Ondanks dit emotionele slagveld kwam Blackburn ogenschijnlijk ongeschonden uit de strijd.
‘Vanaf mijn 22ste heb ik langzaam mijn eigen weg gevonden. Die weg was gecompliceerd en financieel onzeker, maar het was wel mijn eigen weg. Ik heb geen zelfmoordpoging ondernomen en geen zenuwinzinkingen gehad, dus wat is het probleem? Misschien hou ik mezelf voor de gek, maar wat telt is uiteindelijk hoe je omgaat met wat je gegeven is. Dat geldt ook voor iemand met een sterk religieuze achtergrond, of iemand die ernstig getraumatiseerd is. De een komt er overheen, de ander niet.’

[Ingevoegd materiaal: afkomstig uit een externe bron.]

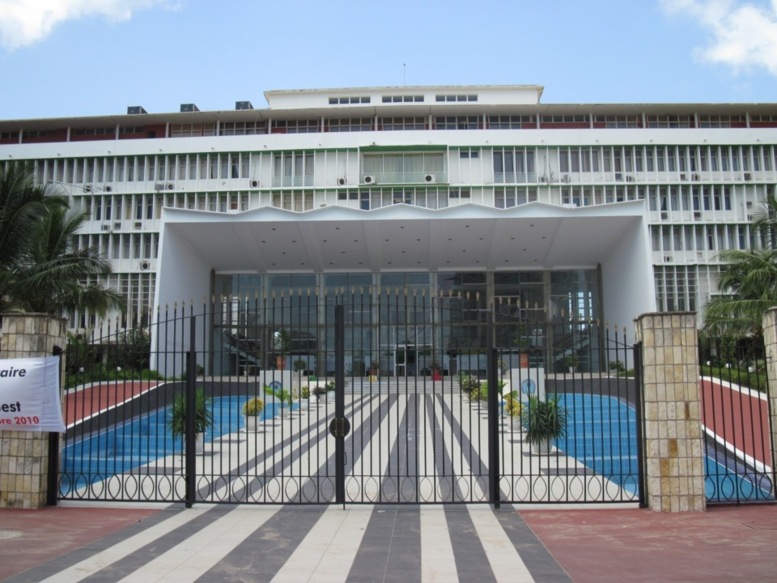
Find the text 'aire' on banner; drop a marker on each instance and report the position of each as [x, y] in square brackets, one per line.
[29, 395]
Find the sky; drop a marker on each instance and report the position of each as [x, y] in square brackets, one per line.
[61, 58]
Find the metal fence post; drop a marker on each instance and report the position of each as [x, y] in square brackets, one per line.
[492, 378]
[339, 403]
[53, 470]
[190, 436]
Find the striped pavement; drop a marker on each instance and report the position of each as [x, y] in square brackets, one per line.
[409, 448]
[316, 543]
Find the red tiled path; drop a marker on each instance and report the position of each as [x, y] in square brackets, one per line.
[723, 544]
[85, 402]
[33, 537]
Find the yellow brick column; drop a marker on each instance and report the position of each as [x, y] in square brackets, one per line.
[770, 344]
[24, 455]
[674, 462]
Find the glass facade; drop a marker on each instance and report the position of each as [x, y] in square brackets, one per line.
[403, 324]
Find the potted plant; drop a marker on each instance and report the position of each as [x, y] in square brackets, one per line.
[521, 342]
[282, 395]
[543, 421]
[330, 391]
[374, 369]
[252, 410]
[203, 417]
[514, 408]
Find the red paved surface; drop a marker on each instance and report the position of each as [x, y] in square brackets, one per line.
[740, 417]
[602, 546]
[83, 403]
[51, 532]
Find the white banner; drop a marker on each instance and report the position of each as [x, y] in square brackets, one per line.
[29, 395]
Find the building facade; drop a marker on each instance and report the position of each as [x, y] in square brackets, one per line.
[590, 212]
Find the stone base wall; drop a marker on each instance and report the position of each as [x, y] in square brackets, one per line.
[674, 457]
[24, 455]
[770, 344]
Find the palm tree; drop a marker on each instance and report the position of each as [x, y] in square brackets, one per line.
[42, 270]
[21, 205]
[750, 282]
[764, 225]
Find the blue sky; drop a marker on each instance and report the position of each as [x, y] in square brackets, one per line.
[95, 57]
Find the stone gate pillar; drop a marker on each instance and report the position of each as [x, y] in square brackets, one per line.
[770, 344]
[24, 455]
[674, 453]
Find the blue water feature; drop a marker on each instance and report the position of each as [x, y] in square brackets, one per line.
[143, 439]
[602, 435]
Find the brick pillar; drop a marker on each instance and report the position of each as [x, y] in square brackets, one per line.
[770, 344]
[24, 455]
[674, 453]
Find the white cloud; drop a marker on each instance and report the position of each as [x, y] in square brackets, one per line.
[744, 34]
[25, 22]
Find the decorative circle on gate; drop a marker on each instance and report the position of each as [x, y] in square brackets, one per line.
[339, 427]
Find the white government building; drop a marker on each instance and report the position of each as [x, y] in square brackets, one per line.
[482, 188]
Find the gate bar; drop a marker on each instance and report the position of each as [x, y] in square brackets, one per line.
[190, 437]
[492, 378]
[340, 403]
[638, 405]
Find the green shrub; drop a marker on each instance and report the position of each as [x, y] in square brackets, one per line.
[253, 407]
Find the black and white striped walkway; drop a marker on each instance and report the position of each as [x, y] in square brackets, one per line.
[445, 543]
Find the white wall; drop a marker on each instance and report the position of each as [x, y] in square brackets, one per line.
[183, 280]
[628, 287]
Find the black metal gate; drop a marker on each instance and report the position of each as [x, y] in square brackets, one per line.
[370, 396]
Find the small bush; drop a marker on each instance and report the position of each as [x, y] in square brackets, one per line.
[253, 407]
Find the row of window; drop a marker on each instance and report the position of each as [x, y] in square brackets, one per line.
[389, 123]
[509, 165]
[127, 212]
[698, 238]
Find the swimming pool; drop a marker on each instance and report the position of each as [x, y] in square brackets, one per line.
[141, 440]
[602, 435]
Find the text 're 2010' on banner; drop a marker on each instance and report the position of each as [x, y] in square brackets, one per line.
[29, 395]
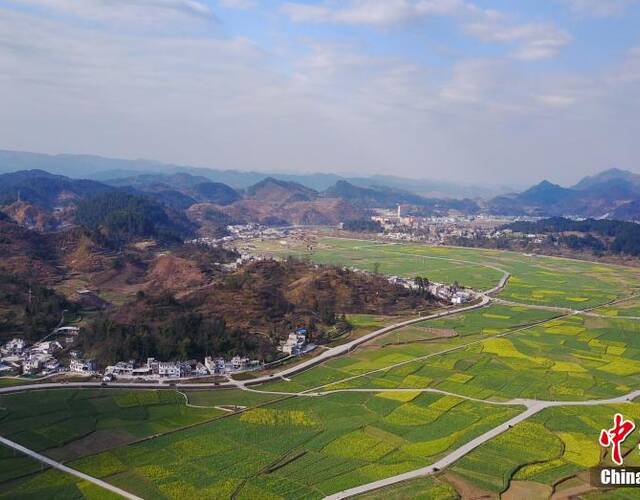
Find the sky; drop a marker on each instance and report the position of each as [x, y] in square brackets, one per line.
[479, 91]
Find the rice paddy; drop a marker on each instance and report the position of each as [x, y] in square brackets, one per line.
[281, 446]
[296, 448]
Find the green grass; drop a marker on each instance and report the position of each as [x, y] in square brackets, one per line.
[47, 421]
[301, 447]
[564, 359]
[10, 382]
[550, 447]
[535, 279]
[427, 488]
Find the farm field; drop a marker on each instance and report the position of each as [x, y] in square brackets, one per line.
[65, 424]
[302, 446]
[50, 483]
[570, 358]
[409, 344]
[297, 448]
[553, 449]
[629, 307]
[535, 279]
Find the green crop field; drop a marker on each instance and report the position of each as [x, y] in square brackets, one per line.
[554, 448]
[535, 279]
[376, 417]
[300, 447]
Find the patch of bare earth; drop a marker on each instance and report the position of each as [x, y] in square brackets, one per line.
[527, 490]
[466, 490]
[96, 442]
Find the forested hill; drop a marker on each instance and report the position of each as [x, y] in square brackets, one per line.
[122, 218]
[618, 237]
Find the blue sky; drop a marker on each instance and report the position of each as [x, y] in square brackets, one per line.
[484, 91]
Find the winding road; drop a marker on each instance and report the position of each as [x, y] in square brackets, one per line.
[68, 470]
[531, 407]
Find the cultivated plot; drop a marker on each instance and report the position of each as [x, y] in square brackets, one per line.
[297, 448]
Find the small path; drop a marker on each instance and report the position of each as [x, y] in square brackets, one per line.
[535, 408]
[217, 407]
[68, 470]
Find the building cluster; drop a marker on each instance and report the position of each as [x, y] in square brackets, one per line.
[244, 232]
[154, 369]
[448, 293]
[442, 230]
[297, 343]
[18, 357]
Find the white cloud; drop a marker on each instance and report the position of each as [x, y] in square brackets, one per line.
[557, 101]
[327, 106]
[237, 4]
[375, 12]
[141, 10]
[600, 8]
[535, 40]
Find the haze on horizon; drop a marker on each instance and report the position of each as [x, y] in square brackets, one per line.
[479, 91]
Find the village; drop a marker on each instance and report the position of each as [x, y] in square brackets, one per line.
[48, 358]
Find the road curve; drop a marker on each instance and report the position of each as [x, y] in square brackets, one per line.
[326, 355]
[68, 470]
[533, 408]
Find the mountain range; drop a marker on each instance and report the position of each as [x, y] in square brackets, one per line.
[107, 169]
[226, 195]
[613, 194]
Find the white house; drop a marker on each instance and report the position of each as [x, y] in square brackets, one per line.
[82, 365]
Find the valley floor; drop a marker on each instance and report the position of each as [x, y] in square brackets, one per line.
[497, 400]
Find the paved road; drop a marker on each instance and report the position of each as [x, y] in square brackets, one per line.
[324, 356]
[68, 470]
[533, 408]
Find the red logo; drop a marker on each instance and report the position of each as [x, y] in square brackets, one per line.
[615, 437]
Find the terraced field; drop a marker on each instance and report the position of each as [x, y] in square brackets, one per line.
[374, 412]
[535, 280]
[299, 447]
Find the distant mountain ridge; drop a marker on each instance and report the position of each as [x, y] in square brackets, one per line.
[46, 189]
[613, 193]
[107, 169]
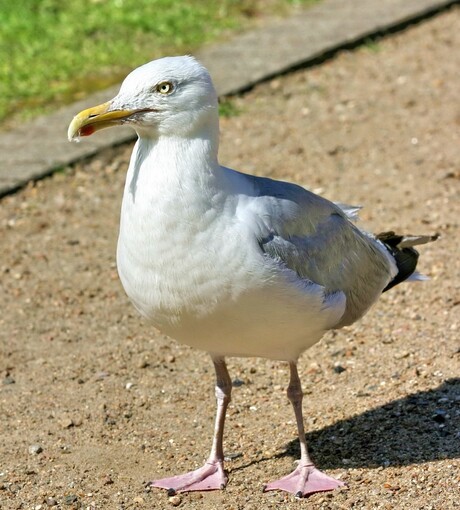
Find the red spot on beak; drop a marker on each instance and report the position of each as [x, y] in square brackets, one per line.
[87, 130]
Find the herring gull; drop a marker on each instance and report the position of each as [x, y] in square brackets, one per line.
[230, 263]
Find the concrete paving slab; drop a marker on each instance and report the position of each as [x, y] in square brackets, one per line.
[40, 147]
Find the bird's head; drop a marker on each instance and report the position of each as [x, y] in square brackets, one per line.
[172, 96]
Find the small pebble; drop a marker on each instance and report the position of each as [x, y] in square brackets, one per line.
[66, 422]
[35, 449]
[70, 499]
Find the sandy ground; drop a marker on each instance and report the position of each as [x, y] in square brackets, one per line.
[94, 403]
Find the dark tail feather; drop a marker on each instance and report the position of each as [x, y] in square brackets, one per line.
[406, 257]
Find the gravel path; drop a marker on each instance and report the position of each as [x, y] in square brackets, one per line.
[94, 403]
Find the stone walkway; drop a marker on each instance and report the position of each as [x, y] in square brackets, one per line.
[38, 148]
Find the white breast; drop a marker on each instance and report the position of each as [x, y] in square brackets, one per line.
[203, 279]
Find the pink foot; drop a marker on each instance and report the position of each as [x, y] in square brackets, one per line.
[207, 478]
[304, 480]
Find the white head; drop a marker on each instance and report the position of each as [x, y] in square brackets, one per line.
[172, 96]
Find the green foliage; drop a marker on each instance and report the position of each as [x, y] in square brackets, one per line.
[52, 50]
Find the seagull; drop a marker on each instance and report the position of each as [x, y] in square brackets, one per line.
[231, 263]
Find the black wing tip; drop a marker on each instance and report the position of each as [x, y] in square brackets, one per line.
[405, 256]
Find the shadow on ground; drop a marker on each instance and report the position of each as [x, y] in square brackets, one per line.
[419, 428]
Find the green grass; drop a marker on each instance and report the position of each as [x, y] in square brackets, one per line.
[54, 51]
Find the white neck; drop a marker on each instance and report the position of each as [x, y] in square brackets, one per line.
[170, 165]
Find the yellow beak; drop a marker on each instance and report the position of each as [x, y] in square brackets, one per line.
[93, 119]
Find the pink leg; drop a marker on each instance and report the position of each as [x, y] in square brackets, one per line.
[212, 475]
[305, 479]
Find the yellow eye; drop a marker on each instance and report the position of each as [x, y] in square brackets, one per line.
[165, 87]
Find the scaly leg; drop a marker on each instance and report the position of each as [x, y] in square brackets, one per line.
[212, 475]
[305, 479]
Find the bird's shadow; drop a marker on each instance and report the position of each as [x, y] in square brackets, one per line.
[418, 428]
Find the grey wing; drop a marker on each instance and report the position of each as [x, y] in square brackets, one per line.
[314, 238]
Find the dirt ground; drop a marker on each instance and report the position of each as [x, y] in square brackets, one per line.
[94, 403]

Het boek is niet bedoeld als afrekening, van het woord alleen al schrikt Blackburn. Toch reageerden recensenten zeer uiteenlopend op het onbarmhartige portret dat ze schetst van Thomas en vooral Rosalie. Margaret Drabble noemde het ‘een hommage aan twee fantastische ouders’, terwijl Diana Athill zei dat ze die moeder het liefst zou doodschieten als ze haar tegenkwam.
‘Toen ik dat hoorde, dacht ik: nee, dat is mijn moeder! Ze was misschien geen goeie moeder, maar ze was wel een goed mens.’
Met veel compassie schrijft Blackburn over het sterfbed van Rosalie, die, als ze in de tachtig is, leukemie krijgt en weet dat ze doodgaat. Pas dan slagen moeder en dochter erin alle haat en wrok uit de weg te ruimen.
‘Ik had dit boek nooit kunnen schrijven zonder die maand waarin ze op sterven lag, die hadden we nodig om samen te praten. Tot dan toe was er iets geblokkeerd. Het klinkt vreemd, maar we hadden echt een hele leuke tijd. Het was een enorm geschenk om haar te helpen sterven, om daarbij te zijn. Ze was heel moedig. Dat is ze altijd geweest in haar leven en dat was ze ook in haar sterven. Ze zag het als een nieuw avontuur. Als we die vier weken samen niet hadden gehad, was ik in mijn hoofd tegen haar blijven praten. Nu denk ik op een heel prettige manier aan haar. Als iemand sorry zegt voor iets is dat genoeg. Dan moet je niet langer achterom kijken. Wat kun je nog meer verlangen? Dat iemand nog een keer sorry zegt? Ergens aan het eind van King Lear staat: when thou dost ask me blessing, I’ll kneel down and ask of thee forgiveness. Zo ging het bij ons ook. Ik vroeg haar zegen, zij vroeg mij vergeving. We both got it.